The solution of the differential equation $(x^2 y^2 -1)dy + 2xy^3 dx= 0$ is:
a) $1+x^2y^2 = cx$
b) $1+x^2 y^2 = cy$
c) $y=0$
d) $y = -\dfrac{1}{x^2}$
By converting the equation into exact differential form and integrating I got option b as the answer and it's correct.
But I would like to know why option $c$ is not a valid solution.
If we rearrange the differential equation we get:
$\dfrac {dy}{dx}= \dfrac{2xy^3}{1- x^2 y^2}$
$\implies y' = 0$ for $y = 0$
Also, originally too for $y=0 $ the slope $\dfrac{dy}{dx}= 0$.

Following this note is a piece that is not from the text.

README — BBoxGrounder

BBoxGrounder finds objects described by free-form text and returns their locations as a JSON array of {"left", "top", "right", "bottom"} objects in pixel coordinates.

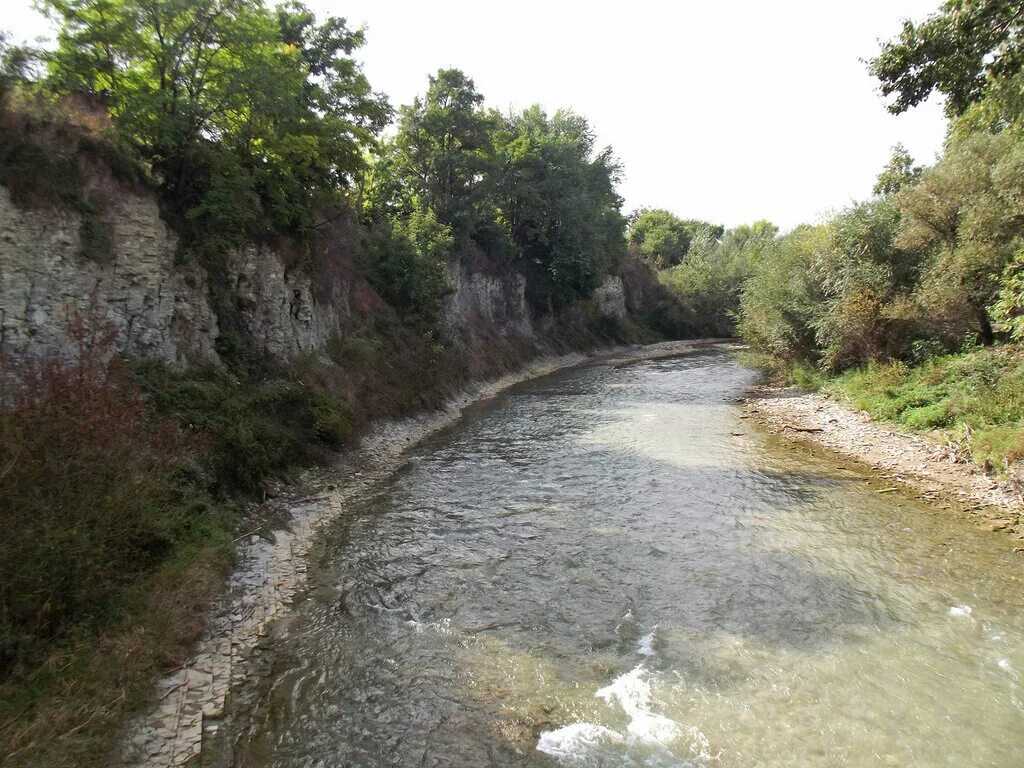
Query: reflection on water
[{"left": 218, "top": 352, "right": 1024, "bottom": 768}]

Then why is $y = 0$ not a solution?
Answer given is only option $b$.
Best Answer
You can view the solution $y = 0$ as a limit of the more general solution in (b). Specifically, one of the possible solutions is $$ 1 - c y + x^2 y^2 = 0 \quad \Rightarrow \quad y = \frac{c - \sqrt{c^2 - 4 x^2}}{2 x^2} $$ But in the limit $c \to \infty$, and for any value of $x$, we have $$ \lim_{c \to \infty} \left[c - \sqrt{c^2 - 4 x^2} \right] = \lim_{c \to \infty} \left[\frac{4 x^2}{c + \sqrt{c^2 - 4 x^2}} \right] = 0 $$ and so $y \to 0$ for all values of $x$. Thus, the solution $y = 0$ can be viewed as a special case of the more general solution $cy = 1 + x^2 y^2$ in the limit $c \to \infty$.